# 10w3v3 500rms???



## amkarlix (Oct 22, 2009)

Will a JL 10w3v3 really handle 500 watts rms or close to on a consistent basis? Pretty much all of the sites that list them for sale have them rated at 500 but has anyone here put that much power to them on a daily basis without having any problems? I am thinking seriously about buying two of them to swap with the ****ty subs that I currently have in a thunderform box. I have heard good things about them and they are fairly small subs that I think I could fit if I use a spacer. So if anyone has any first hand knowledge of this I would appreciate hearing what you think. 

Thanks


----------



## MTopper (Nov 4, 2009)

I ran a JL 12w3v3 in a ported box off a JL 500/1 for a long time before i them to make ends meet. 500 watts is just fine on it if you don't run the gain all the way up


----------



## Qicker306 (Oct 2, 2009)

Take a look on JL's site, the power chart is there. They rate it at 500W RMS max, optimum would be more around 350W to 425W. But they can handle that amount of juice, most of JL subs are under rated. It's not the power thats going to burn up the sub, its the distortion, if present.


----------



## amkarlix (Oct 22, 2009)

yea i saw the chart on jl's site, but 500 was pushing them to the "danger zone" I would rather hear first hand experience from people that have used them than rely only on what the manufacturer says anyway.

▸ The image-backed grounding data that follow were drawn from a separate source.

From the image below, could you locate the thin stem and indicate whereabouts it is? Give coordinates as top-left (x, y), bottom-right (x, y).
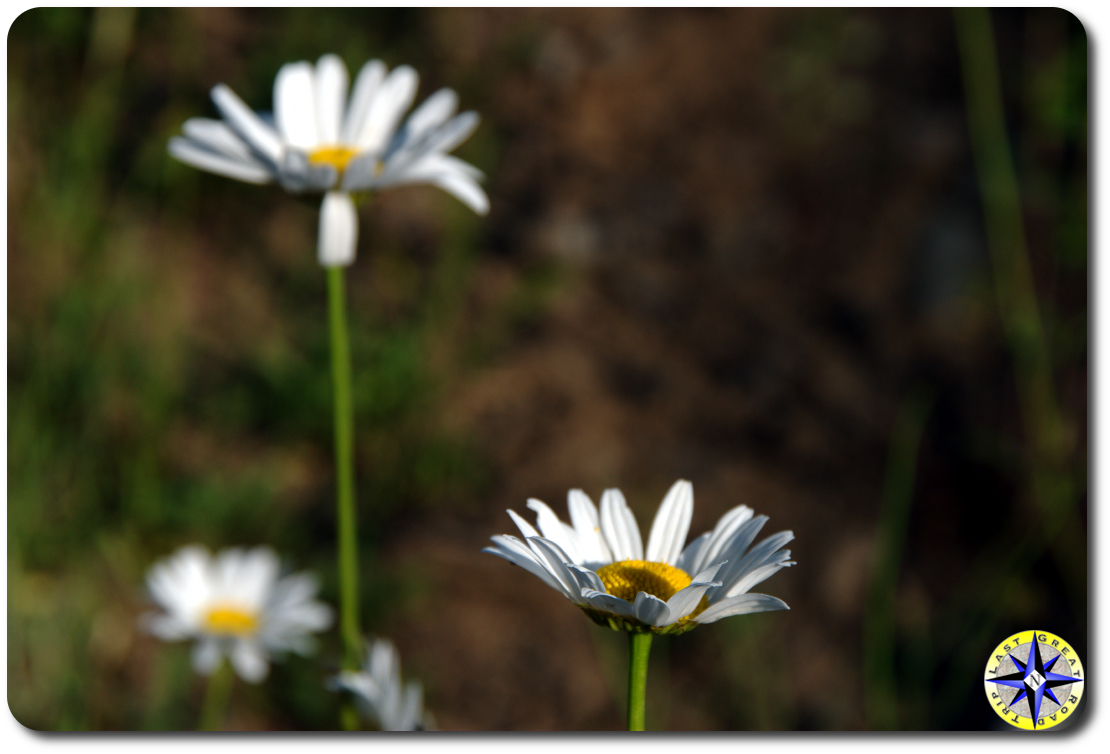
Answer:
top-left (627, 631), bottom-right (653, 731)
top-left (339, 704), bottom-right (361, 732)
top-left (327, 266), bottom-right (361, 667)
top-left (197, 660), bottom-right (234, 732)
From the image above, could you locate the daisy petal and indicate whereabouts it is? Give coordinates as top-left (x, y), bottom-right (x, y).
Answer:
top-left (274, 61), bottom-right (318, 149)
top-left (357, 64), bottom-right (418, 154)
top-left (231, 640), bottom-right (269, 683)
top-left (376, 154), bottom-right (489, 214)
top-left (581, 589), bottom-right (637, 620)
top-left (714, 530), bottom-right (794, 597)
top-left (566, 564), bottom-right (606, 593)
top-left (275, 630), bottom-right (318, 656)
top-left (694, 593), bottom-right (790, 625)
top-left (224, 546), bottom-right (280, 608)
top-left (703, 516), bottom-right (769, 591)
top-left (484, 534), bottom-right (539, 564)
top-left (644, 479), bottom-right (693, 565)
top-left (378, 112), bottom-right (479, 182)
top-left (318, 191), bottom-right (358, 267)
top-left (664, 577), bottom-right (722, 622)
top-left (482, 536), bottom-right (564, 593)
top-left (746, 531), bottom-right (796, 566)
top-left (181, 118), bottom-right (256, 161)
top-left (690, 562), bottom-right (725, 584)
top-left (691, 505), bottom-right (756, 575)
top-left (210, 547), bottom-right (243, 593)
top-left (600, 488), bottom-right (643, 562)
top-left (210, 84), bottom-right (284, 164)
top-left (267, 572), bottom-right (320, 612)
top-left (414, 152), bottom-right (484, 180)
top-left (278, 149), bottom-right (338, 193)
top-left (338, 152), bottom-right (379, 192)
top-left (314, 53), bottom-right (349, 145)
top-left (633, 592), bottom-right (671, 626)
top-left (526, 499), bottom-right (581, 563)
top-left (191, 637), bottom-right (224, 675)
top-left (399, 88), bottom-right (458, 146)
top-left (369, 639), bottom-right (398, 681)
top-left (674, 532), bottom-right (710, 575)
top-left (266, 576), bottom-right (334, 636)
top-left (168, 137), bottom-right (274, 184)
top-left (423, 169), bottom-right (489, 215)
top-left (507, 509), bottom-right (540, 539)
top-left (567, 489), bottom-right (613, 567)
top-left (723, 560), bottom-right (795, 598)
top-left (661, 561), bottom-right (724, 620)
top-left (146, 545), bottom-right (208, 613)
top-left (395, 681), bottom-right (423, 731)
top-left (331, 668), bottom-right (376, 702)
top-left (295, 603), bottom-right (335, 634)
top-left (342, 59), bottom-right (387, 144)
top-left (415, 111), bottom-right (480, 160)
top-left (526, 537), bottom-right (582, 600)
top-left (333, 638), bottom-right (428, 730)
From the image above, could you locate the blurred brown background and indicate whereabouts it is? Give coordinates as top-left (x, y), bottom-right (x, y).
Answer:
top-left (8, 7), bottom-right (1087, 730)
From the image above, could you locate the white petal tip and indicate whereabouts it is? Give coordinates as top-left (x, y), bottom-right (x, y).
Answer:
top-left (318, 192), bottom-right (358, 267)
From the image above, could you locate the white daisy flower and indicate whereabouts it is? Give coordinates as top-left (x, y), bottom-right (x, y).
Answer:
top-left (330, 637), bottom-right (431, 731)
top-left (141, 545), bottom-right (334, 683)
top-left (483, 479), bottom-right (794, 635)
top-left (169, 53), bottom-right (488, 267)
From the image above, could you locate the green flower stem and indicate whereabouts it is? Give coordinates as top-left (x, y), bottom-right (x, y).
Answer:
top-left (339, 704), bottom-right (361, 732)
top-left (197, 661), bottom-right (234, 732)
top-left (327, 266), bottom-right (361, 667)
top-left (328, 266), bottom-right (362, 732)
top-left (627, 631), bottom-right (653, 731)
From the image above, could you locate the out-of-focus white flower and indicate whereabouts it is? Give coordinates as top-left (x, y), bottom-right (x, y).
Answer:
top-left (169, 54), bottom-right (487, 267)
top-left (330, 637), bottom-right (431, 731)
top-left (484, 479), bottom-right (794, 635)
top-left (141, 545), bottom-right (333, 683)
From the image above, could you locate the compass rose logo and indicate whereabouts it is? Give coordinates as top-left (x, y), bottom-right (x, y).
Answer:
top-left (984, 630), bottom-right (1084, 730)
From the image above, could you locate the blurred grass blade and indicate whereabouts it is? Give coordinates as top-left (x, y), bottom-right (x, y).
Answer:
top-left (953, 7), bottom-right (1069, 489)
top-left (923, 8), bottom-right (1085, 727)
top-left (86, 7), bottom-right (136, 73)
top-left (863, 388), bottom-right (932, 730)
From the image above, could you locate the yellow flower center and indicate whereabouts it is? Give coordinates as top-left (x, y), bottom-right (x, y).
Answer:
top-left (202, 604), bottom-right (259, 637)
top-left (596, 559), bottom-right (692, 603)
top-left (308, 145), bottom-right (360, 174)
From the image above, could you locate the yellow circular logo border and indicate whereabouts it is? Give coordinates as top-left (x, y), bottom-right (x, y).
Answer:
top-left (983, 629), bottom-right (1084, 730)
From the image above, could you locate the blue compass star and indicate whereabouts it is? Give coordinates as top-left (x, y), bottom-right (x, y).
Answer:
top-left (987, 634), bottom-right (1083, 728)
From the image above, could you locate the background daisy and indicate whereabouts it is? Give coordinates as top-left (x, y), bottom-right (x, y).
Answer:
top-left (169, 53), bottom-right (487, 266)
top-left (142, 545), bottom-right (333, 683)
top-left (330, 637), bottom-right (431, 731)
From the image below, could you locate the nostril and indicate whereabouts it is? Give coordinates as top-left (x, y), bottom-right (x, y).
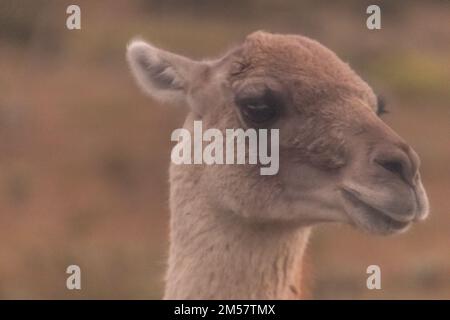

I appreciate the responses though


----------



## MTopper (Nov 4, 2009)

Like i said i had a 12w3v3 in a ported box from an authorized dealer for the Detroit area. I ran it off a JL 300/2 for about 4 months before upgrading to the JL 500/1.. the sub pounded like no other and sounded great the whole time. My neighbor bought it from me and is still running it today, he has a kicker 550.2 and it still sounds brand new. They're great subs and will last a long time as long as you don't beat the heck out of them


----------



## Torquem (Jun 27, 2009)

My brother has been pounding on a single 10w3v3 with 500 rms on it for a couple years now. It takes it fine.


----------



## amkarlix (Oct 22, 2009)

Thanks that's what I wanted to hear I'm planning on putting two of them under the back seat of my truck if I can make them fit I'm my thunderform box by using a spacer


----------



## MTopper (Nov 4, 2009)

I'm selling my 12w6 to go back to a 10w3... I love the 6 but its just so big and i can't tuck it away like the 3. smaller box, smaller sub, small space for said box. you'll love it and they just shine when powered with a great amp


----------



## jpswanberg (Jan 14, 2009)

I had a 10w3v2 in a stealthbox (vw gti) and powered it with a 500/1. It ran great for the 5 years I owned the car (and I pounded on it daily ). should do great. JPS


----------



## amkarlix (Oct 22, 2009)

do you guys have any suggestions for an amp to power two of them? i dont want to break the bank, but also i am not going to buy a cheap pos. i have been looking at the alpine mrpm1000, i can get that for around 250. i have a mbquart dsc4125 that powers my components and i like it so far so i also thought about the 1000rms monoblock version of that. i could also buy an mtx 7801 from a friend of mine for 175 but that is used and even though i know it is a nice amp and he has taken good care of it i like the idea of having a warranty with my equipment. any other suggestions...


----------



## transaman98 (Feb 7, 2007)

I ran a 10W3v3 2 ohm on my rockford 1000bd. The 1000bd said 860ish watts @ 2 ohms rms. It did just fine for me. I put in a smaller sealed box though. I would guess that had something to do with it lasting.


----------



## amkarlix (Oct 22, 2009)

anyone have any recommendations for a good reasonably priced amp to power these or any first hand experience with the mrpm1000?


----------



## amkarlix (Oct 22, 2009)

also does anyone have any experience with the cadence ZRS-7000D? or any of the cadence amps in this line? i can get this for a pretty good price but dont know much about them. any help is again appreciated


----------